I kinda feel like you'd rather find that out in a clinical setting than patients at home. But clearly that goes entirely against recruiting only healthy subjects.
The link for “the asshole filter” goes to a copy of another blogger’s post. They disclose that they copied it, but don’t say they had permission to publish a copy. It seems… on brand? Anyway, I think it would be better to link to the original:
https://siderea.dreamwidth.org/1209794.html
I knew sometime who participated in these studies and he said the participants would bite the pills so they knew who was getting placebo or the real thing based on the taste.
Very interesting read, thanks!

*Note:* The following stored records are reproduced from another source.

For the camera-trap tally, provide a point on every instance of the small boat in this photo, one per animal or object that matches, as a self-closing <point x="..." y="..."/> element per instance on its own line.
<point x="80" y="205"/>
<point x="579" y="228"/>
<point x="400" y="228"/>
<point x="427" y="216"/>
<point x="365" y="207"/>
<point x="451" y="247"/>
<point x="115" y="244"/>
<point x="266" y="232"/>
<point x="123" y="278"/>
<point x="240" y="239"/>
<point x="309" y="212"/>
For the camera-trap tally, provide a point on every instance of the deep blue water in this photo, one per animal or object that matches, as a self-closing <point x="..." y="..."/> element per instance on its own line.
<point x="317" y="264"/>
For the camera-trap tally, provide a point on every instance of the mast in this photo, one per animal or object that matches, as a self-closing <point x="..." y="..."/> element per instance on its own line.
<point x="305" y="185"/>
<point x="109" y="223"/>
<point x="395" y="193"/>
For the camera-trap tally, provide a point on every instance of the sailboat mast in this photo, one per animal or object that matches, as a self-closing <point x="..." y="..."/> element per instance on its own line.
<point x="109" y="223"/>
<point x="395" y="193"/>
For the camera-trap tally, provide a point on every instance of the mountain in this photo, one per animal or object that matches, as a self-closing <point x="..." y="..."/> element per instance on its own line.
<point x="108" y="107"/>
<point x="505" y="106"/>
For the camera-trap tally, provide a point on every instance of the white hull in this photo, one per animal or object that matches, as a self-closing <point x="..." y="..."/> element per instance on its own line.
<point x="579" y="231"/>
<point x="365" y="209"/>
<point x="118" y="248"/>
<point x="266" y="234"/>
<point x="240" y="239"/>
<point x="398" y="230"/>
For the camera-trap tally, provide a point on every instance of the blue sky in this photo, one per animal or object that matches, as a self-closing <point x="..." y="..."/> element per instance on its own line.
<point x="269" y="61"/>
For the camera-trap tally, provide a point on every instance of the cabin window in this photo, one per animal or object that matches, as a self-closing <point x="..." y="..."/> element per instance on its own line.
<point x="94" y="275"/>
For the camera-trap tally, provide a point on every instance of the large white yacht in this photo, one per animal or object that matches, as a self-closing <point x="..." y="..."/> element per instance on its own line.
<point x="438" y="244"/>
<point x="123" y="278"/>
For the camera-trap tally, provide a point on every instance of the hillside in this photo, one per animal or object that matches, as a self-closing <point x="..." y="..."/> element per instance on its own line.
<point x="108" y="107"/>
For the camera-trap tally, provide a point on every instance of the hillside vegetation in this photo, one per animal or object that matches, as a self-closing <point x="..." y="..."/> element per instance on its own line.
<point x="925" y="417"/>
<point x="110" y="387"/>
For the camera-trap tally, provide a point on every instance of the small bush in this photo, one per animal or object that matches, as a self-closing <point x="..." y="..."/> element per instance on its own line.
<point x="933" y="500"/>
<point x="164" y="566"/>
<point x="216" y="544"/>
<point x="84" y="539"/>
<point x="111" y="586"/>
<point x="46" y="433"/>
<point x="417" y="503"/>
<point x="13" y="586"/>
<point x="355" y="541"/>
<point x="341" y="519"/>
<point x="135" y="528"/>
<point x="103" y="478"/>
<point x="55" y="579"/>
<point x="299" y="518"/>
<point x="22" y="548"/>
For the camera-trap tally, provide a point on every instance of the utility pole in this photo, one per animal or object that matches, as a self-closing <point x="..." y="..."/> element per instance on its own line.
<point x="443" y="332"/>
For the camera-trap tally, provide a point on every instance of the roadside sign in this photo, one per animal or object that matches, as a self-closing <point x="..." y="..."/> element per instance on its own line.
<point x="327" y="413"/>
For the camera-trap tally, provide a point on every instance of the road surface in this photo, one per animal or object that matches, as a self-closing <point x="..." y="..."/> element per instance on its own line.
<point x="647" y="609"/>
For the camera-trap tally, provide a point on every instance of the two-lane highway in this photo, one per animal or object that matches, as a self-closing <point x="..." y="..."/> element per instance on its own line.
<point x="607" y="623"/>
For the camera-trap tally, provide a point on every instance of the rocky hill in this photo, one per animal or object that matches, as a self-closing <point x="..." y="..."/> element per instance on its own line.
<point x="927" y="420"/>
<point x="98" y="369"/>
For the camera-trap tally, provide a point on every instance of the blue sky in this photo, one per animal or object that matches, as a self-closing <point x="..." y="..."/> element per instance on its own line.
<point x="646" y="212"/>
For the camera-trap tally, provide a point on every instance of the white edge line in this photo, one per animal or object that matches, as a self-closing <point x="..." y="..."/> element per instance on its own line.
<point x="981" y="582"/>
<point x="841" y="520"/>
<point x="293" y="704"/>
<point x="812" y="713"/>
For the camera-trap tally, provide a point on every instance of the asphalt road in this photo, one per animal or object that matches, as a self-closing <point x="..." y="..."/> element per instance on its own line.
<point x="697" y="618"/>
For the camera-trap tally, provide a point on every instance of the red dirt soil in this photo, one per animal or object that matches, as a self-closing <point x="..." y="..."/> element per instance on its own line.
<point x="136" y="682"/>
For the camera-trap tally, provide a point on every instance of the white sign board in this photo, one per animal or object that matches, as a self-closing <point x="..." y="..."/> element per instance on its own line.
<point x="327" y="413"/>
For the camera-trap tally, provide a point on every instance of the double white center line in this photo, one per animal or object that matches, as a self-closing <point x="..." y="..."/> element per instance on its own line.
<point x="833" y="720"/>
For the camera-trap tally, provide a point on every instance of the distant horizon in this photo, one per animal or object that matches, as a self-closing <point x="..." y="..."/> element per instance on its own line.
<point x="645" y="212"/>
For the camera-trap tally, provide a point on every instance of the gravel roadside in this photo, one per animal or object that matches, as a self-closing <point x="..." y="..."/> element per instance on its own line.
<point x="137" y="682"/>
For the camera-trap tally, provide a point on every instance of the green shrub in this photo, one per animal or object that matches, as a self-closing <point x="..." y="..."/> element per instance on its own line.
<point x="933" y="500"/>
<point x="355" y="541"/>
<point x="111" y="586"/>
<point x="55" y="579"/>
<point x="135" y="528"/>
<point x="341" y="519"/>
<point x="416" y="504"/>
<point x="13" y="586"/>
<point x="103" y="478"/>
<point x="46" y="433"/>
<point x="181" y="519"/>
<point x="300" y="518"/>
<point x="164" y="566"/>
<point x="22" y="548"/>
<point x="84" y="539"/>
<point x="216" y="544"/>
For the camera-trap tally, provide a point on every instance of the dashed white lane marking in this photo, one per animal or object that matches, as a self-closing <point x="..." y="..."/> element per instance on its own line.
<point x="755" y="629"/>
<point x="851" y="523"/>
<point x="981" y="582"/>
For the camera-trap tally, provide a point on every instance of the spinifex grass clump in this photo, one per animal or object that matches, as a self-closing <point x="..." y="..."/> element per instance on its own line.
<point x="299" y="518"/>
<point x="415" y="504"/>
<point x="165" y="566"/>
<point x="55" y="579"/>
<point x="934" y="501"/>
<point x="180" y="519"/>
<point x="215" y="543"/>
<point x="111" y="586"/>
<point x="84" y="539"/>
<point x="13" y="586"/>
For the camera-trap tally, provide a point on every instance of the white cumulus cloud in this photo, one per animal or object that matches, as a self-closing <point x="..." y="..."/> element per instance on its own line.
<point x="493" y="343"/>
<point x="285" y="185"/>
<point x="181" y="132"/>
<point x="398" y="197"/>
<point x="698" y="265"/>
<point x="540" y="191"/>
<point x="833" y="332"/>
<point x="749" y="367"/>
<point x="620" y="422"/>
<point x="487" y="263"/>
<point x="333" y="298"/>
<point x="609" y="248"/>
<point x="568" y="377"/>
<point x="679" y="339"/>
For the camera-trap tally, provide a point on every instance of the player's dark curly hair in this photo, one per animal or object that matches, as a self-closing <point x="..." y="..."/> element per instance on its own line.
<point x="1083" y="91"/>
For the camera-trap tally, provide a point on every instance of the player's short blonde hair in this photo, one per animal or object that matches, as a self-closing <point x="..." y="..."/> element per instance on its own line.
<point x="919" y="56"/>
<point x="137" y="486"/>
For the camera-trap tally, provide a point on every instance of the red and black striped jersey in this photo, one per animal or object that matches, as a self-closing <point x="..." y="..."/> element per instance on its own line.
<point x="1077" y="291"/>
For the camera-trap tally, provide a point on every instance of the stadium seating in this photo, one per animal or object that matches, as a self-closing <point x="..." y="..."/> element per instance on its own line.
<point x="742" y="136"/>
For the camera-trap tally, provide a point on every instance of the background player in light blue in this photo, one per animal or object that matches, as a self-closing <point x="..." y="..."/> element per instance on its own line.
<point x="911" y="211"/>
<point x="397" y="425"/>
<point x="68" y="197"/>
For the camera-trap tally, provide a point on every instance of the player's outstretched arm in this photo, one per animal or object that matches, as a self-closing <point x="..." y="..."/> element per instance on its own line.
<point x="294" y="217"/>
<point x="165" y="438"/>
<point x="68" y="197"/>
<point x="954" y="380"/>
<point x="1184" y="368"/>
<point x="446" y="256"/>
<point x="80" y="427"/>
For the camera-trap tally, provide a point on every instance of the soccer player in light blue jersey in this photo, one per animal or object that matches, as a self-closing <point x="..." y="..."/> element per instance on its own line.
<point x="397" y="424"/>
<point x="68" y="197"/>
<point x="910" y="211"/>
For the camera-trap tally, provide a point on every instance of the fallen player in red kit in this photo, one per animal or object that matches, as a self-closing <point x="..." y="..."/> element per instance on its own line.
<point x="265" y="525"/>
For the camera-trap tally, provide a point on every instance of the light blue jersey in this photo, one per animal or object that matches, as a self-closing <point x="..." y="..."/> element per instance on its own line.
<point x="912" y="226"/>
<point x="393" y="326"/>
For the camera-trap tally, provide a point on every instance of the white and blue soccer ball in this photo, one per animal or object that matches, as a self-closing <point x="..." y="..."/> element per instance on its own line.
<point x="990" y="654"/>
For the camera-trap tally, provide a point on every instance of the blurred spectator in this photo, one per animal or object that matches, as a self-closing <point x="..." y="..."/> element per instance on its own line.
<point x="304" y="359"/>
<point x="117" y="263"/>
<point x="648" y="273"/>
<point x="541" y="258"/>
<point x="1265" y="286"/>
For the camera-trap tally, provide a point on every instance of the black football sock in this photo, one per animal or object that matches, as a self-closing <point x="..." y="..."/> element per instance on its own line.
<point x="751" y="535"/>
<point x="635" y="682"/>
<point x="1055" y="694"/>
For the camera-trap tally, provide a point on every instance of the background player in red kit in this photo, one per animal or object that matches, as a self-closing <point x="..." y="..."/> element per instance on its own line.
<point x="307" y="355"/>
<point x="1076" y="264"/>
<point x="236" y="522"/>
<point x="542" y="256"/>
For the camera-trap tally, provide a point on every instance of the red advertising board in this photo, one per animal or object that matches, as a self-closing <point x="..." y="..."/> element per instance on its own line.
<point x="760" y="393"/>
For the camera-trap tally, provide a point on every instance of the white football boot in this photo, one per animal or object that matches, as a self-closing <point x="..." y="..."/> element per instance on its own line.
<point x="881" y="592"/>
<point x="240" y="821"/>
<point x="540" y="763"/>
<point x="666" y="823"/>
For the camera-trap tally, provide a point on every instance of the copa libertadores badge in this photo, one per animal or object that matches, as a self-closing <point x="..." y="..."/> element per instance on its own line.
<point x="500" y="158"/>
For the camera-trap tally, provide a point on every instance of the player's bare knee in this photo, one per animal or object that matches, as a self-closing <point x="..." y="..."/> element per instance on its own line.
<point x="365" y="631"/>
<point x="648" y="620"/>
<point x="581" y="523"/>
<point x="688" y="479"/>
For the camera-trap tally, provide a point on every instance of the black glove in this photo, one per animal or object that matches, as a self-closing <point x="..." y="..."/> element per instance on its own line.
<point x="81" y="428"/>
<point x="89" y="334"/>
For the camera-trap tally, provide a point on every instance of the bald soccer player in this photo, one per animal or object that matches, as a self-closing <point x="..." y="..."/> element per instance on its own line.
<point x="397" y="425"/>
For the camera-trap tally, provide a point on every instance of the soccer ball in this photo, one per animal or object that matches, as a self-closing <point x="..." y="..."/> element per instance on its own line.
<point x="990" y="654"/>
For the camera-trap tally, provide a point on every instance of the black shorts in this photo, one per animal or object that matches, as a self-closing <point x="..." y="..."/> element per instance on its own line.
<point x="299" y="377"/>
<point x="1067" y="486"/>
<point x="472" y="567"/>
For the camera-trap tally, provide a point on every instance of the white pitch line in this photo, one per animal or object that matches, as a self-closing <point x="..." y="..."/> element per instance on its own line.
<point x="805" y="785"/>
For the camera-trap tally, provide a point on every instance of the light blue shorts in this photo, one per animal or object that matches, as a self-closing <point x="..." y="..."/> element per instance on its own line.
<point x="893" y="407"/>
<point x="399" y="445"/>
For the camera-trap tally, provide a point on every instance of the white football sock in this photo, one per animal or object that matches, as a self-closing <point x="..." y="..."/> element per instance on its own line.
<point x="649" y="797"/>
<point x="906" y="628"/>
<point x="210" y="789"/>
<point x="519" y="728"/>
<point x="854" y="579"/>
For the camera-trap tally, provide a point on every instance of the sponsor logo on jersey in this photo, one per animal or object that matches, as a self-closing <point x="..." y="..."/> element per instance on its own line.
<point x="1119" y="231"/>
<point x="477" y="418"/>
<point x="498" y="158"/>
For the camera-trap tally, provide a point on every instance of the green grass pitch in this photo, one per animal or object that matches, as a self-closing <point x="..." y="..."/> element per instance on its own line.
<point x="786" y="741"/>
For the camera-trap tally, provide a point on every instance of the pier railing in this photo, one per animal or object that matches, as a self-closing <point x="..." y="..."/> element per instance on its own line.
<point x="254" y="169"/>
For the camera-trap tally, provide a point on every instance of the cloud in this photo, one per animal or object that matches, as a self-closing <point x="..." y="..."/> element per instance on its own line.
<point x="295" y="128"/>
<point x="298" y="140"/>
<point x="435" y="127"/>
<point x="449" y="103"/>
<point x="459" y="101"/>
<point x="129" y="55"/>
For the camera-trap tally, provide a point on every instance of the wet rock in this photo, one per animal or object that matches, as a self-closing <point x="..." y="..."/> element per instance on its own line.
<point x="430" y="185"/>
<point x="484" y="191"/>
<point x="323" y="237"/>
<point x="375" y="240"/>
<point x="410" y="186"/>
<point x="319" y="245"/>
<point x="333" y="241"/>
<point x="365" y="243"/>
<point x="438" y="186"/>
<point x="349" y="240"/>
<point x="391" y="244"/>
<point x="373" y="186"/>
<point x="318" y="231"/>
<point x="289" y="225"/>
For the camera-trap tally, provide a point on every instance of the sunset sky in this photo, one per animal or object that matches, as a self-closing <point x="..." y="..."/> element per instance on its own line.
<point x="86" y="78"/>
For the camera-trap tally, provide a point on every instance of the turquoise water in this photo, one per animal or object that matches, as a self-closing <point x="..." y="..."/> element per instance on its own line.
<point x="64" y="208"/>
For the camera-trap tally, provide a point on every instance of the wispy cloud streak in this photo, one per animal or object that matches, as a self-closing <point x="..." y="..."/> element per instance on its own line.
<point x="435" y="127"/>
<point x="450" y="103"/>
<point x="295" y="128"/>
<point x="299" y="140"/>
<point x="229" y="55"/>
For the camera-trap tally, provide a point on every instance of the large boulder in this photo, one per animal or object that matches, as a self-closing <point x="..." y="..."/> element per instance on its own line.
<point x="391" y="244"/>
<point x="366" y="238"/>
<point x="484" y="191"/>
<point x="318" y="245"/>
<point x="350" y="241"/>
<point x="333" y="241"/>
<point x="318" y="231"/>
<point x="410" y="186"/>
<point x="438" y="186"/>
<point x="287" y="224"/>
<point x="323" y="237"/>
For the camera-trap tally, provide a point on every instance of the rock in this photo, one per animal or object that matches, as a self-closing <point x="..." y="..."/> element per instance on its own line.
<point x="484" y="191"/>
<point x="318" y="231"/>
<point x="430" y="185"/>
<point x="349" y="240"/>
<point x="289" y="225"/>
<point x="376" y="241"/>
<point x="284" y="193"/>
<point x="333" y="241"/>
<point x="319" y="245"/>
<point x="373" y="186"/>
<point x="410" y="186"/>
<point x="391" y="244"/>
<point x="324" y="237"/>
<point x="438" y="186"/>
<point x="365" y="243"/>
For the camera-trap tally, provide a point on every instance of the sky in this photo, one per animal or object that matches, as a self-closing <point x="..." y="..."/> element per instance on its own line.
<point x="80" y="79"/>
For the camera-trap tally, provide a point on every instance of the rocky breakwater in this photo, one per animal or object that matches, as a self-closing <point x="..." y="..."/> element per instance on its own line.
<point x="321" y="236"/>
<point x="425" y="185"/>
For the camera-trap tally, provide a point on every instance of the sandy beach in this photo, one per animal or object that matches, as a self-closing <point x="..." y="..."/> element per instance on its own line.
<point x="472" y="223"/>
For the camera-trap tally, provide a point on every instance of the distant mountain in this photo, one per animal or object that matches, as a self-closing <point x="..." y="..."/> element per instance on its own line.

I wonder if it would help if there was a country-wide database of people who participated and everyone could participate at most once in life
Yeah that’s the one thing I was seeing that could change the incentives - make the pay higher but have a nationwide tracking system that locks you out from any others for a while.
I think you'd probably very quickly run out of eligible participants, because the vast majority of people wouldn't participate even once.
O1 — Structure
Phase I = safety/tolerability testing, healthy volunteers only, pre-efficacy.
Clinics = liability minimizers; participants = money maximizers.
O2 — Incentive Misalignment
Clinics overload exclusion criteria (“better safe than sorry”).
Honesty → exclusion; lying → access + pay.
Result: honesty systematically punished.
O3 — Participant Profile
Demographic: mostly male, itinerant, anti-authority, fringe investors.
Social: distrustful, contrarian, peer-networked information culture.
Not poor but opportunistic; lump-sum earners with irregular lifestyles.
O4 — Techniques of Evasion
Conceal diagnoses, meds, supplements.
Rotate across sites to bypass washout rules.
Underreport or hide adverse effects.
Share hacks to outsmart staff and maximize inclusion.
O5 — System Outcome
Data inputs skewed: populations cleaner on paper than in reality.
Safety signals muffled by underreporting + dishonest baselines.
Still functional because:
Labs catch acute harms.
Later-phase patient trials filter major risks.
O6 — Meta-State
Equilibrium: neither catastrophic nor pristine.
Science runs on dishonest substrate tolerated as “good enough.”
Cost = eroded validity, hidden risks, gray-zone ethics.
Phase I = adversarial equilibrium: participants exploit for money, clinics shield from liability, pharma tolerates distortions, yet the system limps forward because downstream filters mop up worst failures.
This is an interesting analysis of why “paying people to do medicine-adjacent things” (eg: compensated donations) can get so much pushback: behind knee-jerk “ick”-type reactions, there’s maybe some sense that the interaction between “people optimizing for getting paid,” the typical mild dysfunction you’d see in any large organization, and the sheer stakes of healthcare, can produce quite the perverse and unanticipated outcome.
I'm suddenly imagining a dystopia in which these problems are dealt with by drafting participants the way we assign people to jury duty. Of course that would be entirely against medical ethics as we know them, but this is a dystopia. (Whether drafting people to jury duty should be against legal ethics is another question.)